TechEarl

How to Store JSON in MySQL: The JSON Type vs TEXT

MySQL has a native JSON column type that validates on insert, stores a parsed binary format, and gives you path operators like ->>. When to reach for it over TEXT, how to index it with a generated column, and the MariaDB difference.

Ishan Karunaratne⏱️ 12 min readUpdated
Share thisCopied
How to store JSON in MySQL: the native JSON column type versus a TEXT column, validation on insert, the ->> path operator, and indexing JSON with a generated column.

Use the native JSON column type, not TEXT, whenever you actually query into the document. MySQL has had a real JSON data type since 5.7.8 (October 2015): it validates the document on insert (bad JSON is rejected), stores a parsed binary format so path lookups do not re-parse the string, and gives you operators like -> and ->> to pull values out. Reach for TEXT only when the JSON is an opaque blob you store and read back whole and never query into. Below are the differences, a comparison against normalizing into real columns, a worked schema with an indexed generated column, and the MariaDB gotcha that trips people up.

Short answer: attributes JSON for a column you query into; TEXT for a blob you only ever read whole. You cannot index a JSON column directly, so to make a path searchable, add a generated column over the path and index that. And know that MariaDB's JSON is not the same thing as MySQL's: it is an alias for LONGTEXT with a validity check, stored as text, not the binary format. More on that below.
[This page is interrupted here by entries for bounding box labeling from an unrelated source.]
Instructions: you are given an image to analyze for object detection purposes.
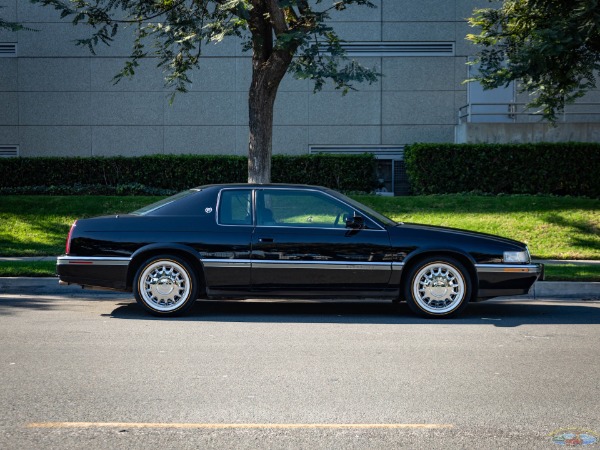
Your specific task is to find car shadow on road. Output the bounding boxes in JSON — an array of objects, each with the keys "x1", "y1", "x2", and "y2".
[{"x1": 106, "y1": 301, "x2": 600, "y2": 327}]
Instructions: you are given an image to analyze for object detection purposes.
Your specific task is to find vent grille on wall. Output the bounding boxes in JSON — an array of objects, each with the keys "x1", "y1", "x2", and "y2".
[
  {"x1": 322, "y1": 42, "x2": 455, "y2": 57},
  {"x1": 0, "y1": 145, "x2": 19, "y2": 158},
  {"x1": 308, "y1": 145, "x2": 404, "y2": 160},
  {"x1": 308, "y1": 145, "x2": 410, "y2": 195},
  {"x1": 0, "y1": 42, "x2": 17, "y2": 58}
]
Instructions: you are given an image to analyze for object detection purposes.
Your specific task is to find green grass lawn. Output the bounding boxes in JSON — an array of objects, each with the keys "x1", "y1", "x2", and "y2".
[{"x1": 0, "y1": 195, "x2": 600, "y2": 260}]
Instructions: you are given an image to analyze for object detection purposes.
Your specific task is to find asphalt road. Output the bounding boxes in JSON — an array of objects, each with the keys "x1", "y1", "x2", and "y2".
[{"x1": 0, "y1": 280, "x2": 600, "y2": 449}]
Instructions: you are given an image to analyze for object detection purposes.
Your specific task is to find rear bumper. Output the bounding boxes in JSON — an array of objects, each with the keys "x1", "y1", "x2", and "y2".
[
  {"x1": 56, "y1": 256, "x2": 131, "y2": 290},
  {"x1": 475, "y1": 264, "x2": 544, "y2": 297}
]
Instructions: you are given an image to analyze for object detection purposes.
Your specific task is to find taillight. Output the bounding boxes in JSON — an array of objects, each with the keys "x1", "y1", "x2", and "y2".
[{"x1": 65, "y1": 221, "x2": 77, "y2": 255}]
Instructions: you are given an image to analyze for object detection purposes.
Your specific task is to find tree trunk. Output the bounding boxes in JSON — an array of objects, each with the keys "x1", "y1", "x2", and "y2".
[
  {"x1": 248, "y1": 0, "x2": 298, "y2": 184},
  {"x1": 248, "y1": 70, "x2": 279, "y2": 184}
]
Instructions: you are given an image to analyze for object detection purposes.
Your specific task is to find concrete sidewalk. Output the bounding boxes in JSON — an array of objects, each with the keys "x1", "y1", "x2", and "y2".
[
  {"x1": 0, "y1": 277, "x2": 600, "y2": 301},
  {"x1": 0, "y1": 256, "x2": 600, "y2": 300}
]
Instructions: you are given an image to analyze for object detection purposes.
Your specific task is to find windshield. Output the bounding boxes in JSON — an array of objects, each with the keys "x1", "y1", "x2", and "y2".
[
  {"x1": 131, "y1": 189, "x2": 200, "y2": 216},
  {"x1": 338, "y1": 194, "x2": 398, "y2": 227}
]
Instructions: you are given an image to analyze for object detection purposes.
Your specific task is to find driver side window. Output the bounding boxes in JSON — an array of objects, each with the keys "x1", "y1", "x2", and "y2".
[
  {"x1": 219, "y1": 189, "x2": 252, "y2": 225},
  {"x1": 256, "y1": 189, "x2": 353, "y2": 228}
]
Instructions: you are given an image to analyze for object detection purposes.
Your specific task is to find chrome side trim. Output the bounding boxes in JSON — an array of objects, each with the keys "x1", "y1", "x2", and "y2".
[
  {"x1": 202, "y1": 259, "x2": 252, "y2": 269},
  {"x1": 475, "y1": 264, "x2": 542, "y2": 273},
  {"x1": 252, "y1": 260, "x2": 392, "y2": 270},
  {"x1": 202, "y1": 259, "x2": 394, "y2": 270},
  {"x1": 392, "y1": 262, "x2": 404, "y2": 270},
  {"x1": 56, "y1": 256, "x2": 131, "y2": 266}
]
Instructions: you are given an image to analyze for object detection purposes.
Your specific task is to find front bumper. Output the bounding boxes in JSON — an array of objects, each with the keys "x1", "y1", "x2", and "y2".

Why the native JSON type beats TEXT

Before 5.7.8 the only way to put a JSON document in MySQL was to dump the string into a TEXT or VARCHAR column and parse it in your application. That still works, and for some cases it is still the right call. But the native JSON type buys you three things a text column cannot:

  • Validation on insert. A JSON column rejects malformed input at write time. INSERT ... VALUES('[1, 2,') fails with ERROR 3140 (22032): Invalid JSON text. A TEXT column will happily store [1, 2, and you will not find out until something downstream tries to parse it.
  • A parsed binary format. MySQL converts the document to an internal binary representation on insert. That format is structured so the server can look up a key or array index directly without scanning the whole document, and reads do not re-parse the text every time. A TEXT column stores the raw string, so every read hands your application a string to parse from scratch.
  • Path operators. JSON_EXTRACT(), plus the -> operator (shorthand for JSON_EXTRACT(col, path)) and the ->> operator (shorthand for JSON_UNQUOTE(JSON_EXTRACT(col, path)), which strips the surrounding quotes). You query into the document in SQL instead of pulling the whole blob into the app and parsing it there.

The cost is small. A JSON value is limited like LONGBLOB (up to about 4 GB, capped in practice by max_allowed_packet), and most of the bytes are stored off-page. The binary encoding carries some overhead, so a JSON column can sit a little larger on disk than the equivalent raw text. In exchange you get validation, in-place path access, and indexable extraction. For anything you query into, that is a trade worth making.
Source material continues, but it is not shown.